Space.com has a news article covering the claim that we’ll soon be able to “eavesdrop” on ETs…
Eavesdropping on ET soon
…which would be fantastic if it happens and disquieting if it never happens. But detection may not be easy. Even the Square Kilometre Array will be hard-pressed to pick a signal from more than a few hundred light years away unless it’s a tight beam, so if ET is thinly spread out They will be drowned out by the Galaxy’s natural radio ‘noise’.
To make ET more prevalent, the argument goes, we might assume they’ll go on to colonise the Galaxy. Galactic colonisation and exploration has rather glibly presumed to be ‘easy’ – even by this author – but without incredibly unlikely FTL travel the project will take at least a hundred thousand years and potentially much, much longer. Possibly the current age of the Galaxy…
Exploring the Galaxy using space probes
Many assume that as soon as intelligences can make autonomous self-replicating robots then that’s what they’ll do, sending them forth with a ‘mission’ to colonise the galaxy with their kind of intelligent life. A self-replicator smart enough to be called ‘intelligent life’ is a ‘person’ in my view, but an arguably important aspect of personal identity is freedom and creativity, and I suspect even the longest-lived ‘persons’ will fatigue in the face of a task like colonising every star in the Galaxy. A more organic expansion will be what eventually completes the task and there’s no easy way of estimating how long, or how thorough, such an expansion will be.
And why should self-replicating probes colonise at all? They’re intelligent enough to decide that for themselves, but such vastly long-lived entities may well develop a wholly different set of motivations to us organic beings. Perhaps they will rest content with lightly touching on every star, leaving a ‘clone’ to thoroughly explore and monitor every system while venturing ever onwards to new stars. Years ago Chris Boyce computed that even if the probes weighed a million tons each, a new one arrived every decade, and made a copy every decade to send off, then after 4.5 billion years they would have consumed at most the mass of Neptune. That might sound like a lot, but the Kuiper Belt is assumed to have massed maybe 100 Earths in its early days – more than enough mass for making probes, in bite-sized chunks.
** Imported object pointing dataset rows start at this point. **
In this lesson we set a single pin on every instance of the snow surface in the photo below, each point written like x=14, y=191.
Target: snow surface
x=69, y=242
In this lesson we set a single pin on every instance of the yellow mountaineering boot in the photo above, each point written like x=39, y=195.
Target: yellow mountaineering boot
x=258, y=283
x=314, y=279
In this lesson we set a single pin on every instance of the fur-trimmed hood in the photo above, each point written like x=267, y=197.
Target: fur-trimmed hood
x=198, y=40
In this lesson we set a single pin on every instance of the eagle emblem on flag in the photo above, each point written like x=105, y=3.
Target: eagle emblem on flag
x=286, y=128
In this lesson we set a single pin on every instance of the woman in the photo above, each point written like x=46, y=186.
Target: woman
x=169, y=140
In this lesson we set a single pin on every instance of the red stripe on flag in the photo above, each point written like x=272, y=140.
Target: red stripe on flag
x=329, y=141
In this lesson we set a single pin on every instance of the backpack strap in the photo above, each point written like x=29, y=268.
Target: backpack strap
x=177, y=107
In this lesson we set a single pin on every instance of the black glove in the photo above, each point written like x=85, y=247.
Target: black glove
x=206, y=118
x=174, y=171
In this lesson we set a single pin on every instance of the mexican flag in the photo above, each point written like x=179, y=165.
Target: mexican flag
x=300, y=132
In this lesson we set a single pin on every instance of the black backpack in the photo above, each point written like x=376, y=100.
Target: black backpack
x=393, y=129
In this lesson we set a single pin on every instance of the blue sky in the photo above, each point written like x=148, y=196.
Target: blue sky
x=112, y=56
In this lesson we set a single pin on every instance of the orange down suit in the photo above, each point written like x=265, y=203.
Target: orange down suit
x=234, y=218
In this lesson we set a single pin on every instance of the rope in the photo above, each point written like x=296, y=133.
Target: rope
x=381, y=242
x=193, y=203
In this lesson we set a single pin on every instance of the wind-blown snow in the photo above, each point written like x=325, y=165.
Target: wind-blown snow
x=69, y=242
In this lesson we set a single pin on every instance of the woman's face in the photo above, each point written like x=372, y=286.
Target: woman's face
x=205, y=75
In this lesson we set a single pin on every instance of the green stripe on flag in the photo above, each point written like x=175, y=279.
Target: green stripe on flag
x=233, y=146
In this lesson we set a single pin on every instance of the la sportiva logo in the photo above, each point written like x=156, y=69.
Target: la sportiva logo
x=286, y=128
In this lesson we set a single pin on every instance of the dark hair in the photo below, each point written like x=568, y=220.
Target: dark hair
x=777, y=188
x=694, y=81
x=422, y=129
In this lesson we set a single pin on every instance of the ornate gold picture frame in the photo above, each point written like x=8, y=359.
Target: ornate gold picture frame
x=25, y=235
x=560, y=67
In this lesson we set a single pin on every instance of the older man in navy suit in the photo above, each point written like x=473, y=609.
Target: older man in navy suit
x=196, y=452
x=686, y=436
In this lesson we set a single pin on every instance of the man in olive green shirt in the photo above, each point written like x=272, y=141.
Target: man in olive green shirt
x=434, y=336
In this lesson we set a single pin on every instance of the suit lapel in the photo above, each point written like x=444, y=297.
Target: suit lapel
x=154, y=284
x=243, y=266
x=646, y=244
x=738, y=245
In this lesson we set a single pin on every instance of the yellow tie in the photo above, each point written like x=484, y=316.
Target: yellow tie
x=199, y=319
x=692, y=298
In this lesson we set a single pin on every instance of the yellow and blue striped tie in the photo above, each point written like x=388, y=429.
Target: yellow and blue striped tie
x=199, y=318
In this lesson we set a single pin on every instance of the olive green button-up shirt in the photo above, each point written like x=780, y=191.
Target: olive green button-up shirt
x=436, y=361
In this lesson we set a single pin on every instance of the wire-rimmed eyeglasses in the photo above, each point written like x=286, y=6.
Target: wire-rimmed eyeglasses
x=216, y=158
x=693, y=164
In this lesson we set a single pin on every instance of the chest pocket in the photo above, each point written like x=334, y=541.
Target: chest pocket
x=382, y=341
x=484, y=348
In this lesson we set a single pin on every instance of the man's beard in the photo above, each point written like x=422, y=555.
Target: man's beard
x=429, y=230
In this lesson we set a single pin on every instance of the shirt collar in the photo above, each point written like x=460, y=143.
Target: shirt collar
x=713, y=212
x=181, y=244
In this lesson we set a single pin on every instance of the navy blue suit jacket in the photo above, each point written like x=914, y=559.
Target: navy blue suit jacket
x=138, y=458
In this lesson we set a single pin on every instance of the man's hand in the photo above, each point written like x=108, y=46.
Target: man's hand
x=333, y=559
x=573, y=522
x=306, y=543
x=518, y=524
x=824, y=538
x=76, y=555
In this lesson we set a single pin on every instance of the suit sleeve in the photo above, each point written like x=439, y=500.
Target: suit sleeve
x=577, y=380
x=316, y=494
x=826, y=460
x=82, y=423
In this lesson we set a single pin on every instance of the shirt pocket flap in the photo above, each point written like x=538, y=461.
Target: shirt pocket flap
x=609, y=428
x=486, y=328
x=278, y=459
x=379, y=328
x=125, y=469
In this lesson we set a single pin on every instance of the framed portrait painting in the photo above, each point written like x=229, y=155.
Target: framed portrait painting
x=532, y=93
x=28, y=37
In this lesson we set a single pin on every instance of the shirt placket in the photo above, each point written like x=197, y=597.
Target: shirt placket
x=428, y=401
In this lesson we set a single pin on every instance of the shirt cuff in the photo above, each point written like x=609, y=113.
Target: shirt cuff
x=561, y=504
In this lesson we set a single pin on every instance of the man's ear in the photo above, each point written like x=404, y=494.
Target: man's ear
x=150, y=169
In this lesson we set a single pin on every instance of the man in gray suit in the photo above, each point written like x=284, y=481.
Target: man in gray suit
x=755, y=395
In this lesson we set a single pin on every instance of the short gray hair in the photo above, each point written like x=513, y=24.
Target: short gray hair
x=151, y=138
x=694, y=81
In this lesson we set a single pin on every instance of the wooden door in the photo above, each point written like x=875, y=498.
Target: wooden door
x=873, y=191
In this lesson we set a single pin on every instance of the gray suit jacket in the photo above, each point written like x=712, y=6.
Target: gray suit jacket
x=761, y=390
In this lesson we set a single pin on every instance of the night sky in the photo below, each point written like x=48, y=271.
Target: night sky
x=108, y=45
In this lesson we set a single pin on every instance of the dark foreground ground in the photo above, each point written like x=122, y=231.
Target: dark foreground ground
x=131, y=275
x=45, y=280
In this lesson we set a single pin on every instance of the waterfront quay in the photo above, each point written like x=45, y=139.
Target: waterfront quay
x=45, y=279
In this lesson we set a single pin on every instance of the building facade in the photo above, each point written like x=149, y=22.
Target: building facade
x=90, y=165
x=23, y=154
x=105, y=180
And that’s with gargantuan megaton probes. Frank Tipler has spoken of 0.1 kg ‘probes’ running a virtual city of 10,000 people as software. At the same pace of replication they’d mass 1/10,000,000,000 th of Neptune by now – a smallish asteroid.
With that in mind read Gregory Matloff’s essay from a few years ago…
Re-enchantment of the Solar System
…in which he discusses ETs living quietly in space-arks in our Kuiper Belt. His case is plausible – he even provides a means of detecting ET’s heat emissions – and, if ETs are real and long-lived, then They’re almost certainly ‘here’ on the fringe of our Solar System.
That still doesn’t mean UFOs are really ET space vehicles, but it does mean some might’ve been, just maybe.